GREEN RIVER — Sweetwater County is one of 90 groups supporting a federal bill its proponents say will help clean up national forests and reduce the severity of forest fires.

The Resilient Federal Forests Act was initially introduced to the U.S. House July 22 by Rep. Bruce Westerman, R-Ark., a ranking member of the House Committee on National Resources. The bipartisan bill was introduced with 70 cosponsors, including Wyoming’s Rep. Liz Cheney.

““For years, the federal government has mismanaged our forests, resulting in more catastrophic fires. We must take action now to implement effective forest management. I am proud to co-sponsor this legislation, and will continue to work to find solutions to protect Wyoming from the threat of wildfires by ensuring that our forests are properly managed,” Cheney said in a statement.

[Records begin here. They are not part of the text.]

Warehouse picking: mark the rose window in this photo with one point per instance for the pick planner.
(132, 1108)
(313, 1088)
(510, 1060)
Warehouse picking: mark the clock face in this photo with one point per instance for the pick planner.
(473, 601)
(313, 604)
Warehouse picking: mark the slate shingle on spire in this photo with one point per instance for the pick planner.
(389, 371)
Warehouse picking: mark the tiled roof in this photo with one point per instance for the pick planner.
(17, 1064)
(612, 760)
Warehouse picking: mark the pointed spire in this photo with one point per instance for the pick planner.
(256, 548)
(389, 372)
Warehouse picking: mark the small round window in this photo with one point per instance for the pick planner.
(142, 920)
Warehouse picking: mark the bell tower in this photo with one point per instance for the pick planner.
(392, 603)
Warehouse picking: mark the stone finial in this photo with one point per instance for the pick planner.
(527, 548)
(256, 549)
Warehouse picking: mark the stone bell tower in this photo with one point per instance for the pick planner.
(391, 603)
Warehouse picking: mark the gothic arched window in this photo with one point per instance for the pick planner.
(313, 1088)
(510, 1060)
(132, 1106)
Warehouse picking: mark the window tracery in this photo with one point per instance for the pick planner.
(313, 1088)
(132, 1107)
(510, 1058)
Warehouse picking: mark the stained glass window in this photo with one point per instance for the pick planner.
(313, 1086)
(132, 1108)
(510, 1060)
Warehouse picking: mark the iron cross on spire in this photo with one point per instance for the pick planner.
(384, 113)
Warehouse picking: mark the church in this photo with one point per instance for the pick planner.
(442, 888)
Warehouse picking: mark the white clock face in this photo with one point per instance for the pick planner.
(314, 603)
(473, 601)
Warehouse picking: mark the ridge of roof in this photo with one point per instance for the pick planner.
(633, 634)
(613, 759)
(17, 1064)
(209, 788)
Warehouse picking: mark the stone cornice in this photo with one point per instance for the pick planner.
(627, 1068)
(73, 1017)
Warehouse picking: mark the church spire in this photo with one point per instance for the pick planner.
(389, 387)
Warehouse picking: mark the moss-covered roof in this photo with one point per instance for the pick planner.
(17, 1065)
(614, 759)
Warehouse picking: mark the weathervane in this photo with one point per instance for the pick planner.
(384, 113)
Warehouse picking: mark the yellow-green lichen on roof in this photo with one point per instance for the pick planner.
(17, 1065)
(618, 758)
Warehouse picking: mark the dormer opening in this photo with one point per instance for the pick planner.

The bill’s proponents say it aims to improve the health of federal forests by addressing problems with overgrown forests, the impact beetles and other insects have had, as well as curtailing what a House Committee on National Resources press release about the bill refers to as “frivolous” and “obstructionist” litigation that has tied up forest management projects. The bill’s supporters also claim the bill would help revitalize the economies of rural communities.

The bill received support from multiple Wyoming counties. Amongst the supporters are Sheridan, Carbon, Fremont, Uinta, Lincoln, Converse, Washakie, Park and Sublette counties. Sweetwater County Commissioner Mary Thoman said the Wyoming County Commissioners Association initially contacted the county and asked if commissioners would support the bill.